What Mandalay definitely represents is fantastic value for money, and it's difficult to spend more than £10 and leave less than full.  Of course at this price you don't expect wonderfully designed, subtly lit interiors, the reason I was here was the food.  It's so cheap in fact that if the food was perfect, eating here would represent something near the perfect crime.  Good as it is, however, the food is not perfect and there are a few dud notes that led to that being the case.  The naan bread for instance was too floury and had some slight sogginess in the corners.  The bean sprout and prawn fritters and callabash fritters were slightly bland, though enlivened by a very good range of dipping sauces, and the way the batter clung to the ingredients stopped them crisping all the way through.  The morning glory fritter on the other hand is fantastic, crispy and greaseless with a wonderful iron flavour that almost tricked me into feeling like my deep fried starter was healthy.  Alongside the fritters was a fantastic green mango and cucumber salad, that hit all the sweet, sour, salty notes I wanted.  It was wonderfully vibrant, highly flavoured and exceptionally fresh.

The mains continued to be mixed in terms of quality.  I had a coconut, chicken and noodle soup, which according to wiki is the Burmese national dish, although as we now know that's wrong and if I'd wanted to be truly authentic I'd just have gone to Sainsbury's and bought a packet of Uncle Ben's.  Authenticity aside, however, the dish was good, nicely spicy, good tender chicken, which gave good flavour to the sauce and a nice richness from the coconut milk.  But, it lacked an acidic edge that would have lifted it, and in the end it felt a bit flat.  At the other end of the scale was a lamb and tamarind curry, which goes down as one of the best curries I've had in London.  The tamarind gave it a lovely sourness that cut through the fatty quality of the lamb.  At the same time a thick rich sauce was complex with spices and full of fantastic tender meat.  The only complaint was that a slightly larger portion would have been better, something that certainly wasn't a problem with my own enormous main.

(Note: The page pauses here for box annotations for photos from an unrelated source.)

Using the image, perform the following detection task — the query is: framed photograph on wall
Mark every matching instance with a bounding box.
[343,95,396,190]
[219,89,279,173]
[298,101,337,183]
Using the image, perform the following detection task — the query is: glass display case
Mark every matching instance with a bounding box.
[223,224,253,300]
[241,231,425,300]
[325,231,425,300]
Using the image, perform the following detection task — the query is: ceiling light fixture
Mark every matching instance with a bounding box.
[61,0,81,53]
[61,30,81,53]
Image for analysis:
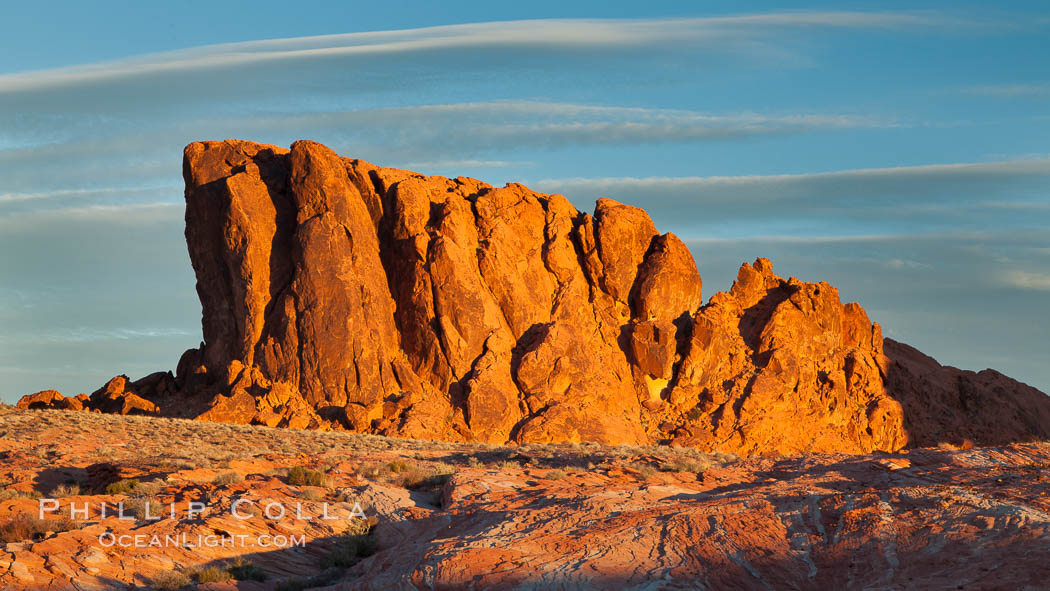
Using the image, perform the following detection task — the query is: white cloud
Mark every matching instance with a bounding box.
[534,159,1050,190]
[1002,270,1050,292]
[0,185,182,204]
[963,84,1050,99]
[531,159,1050,205]
[0,12,987,92]
[0,203,186,228]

In the end this is a great restaurant, that serves tasty food at a fantastic price.  It deserves to be loved by its regulars as much as it is.  But after reading all the praise you will be disappointed if you are expecting a flawless meal.  We didn't eat anything bad, but there are certainly some rough edges.  Nevertheless, this remains a great hole in the wall eatery that is the only place serving food from a region that certainly deserves to be better represented.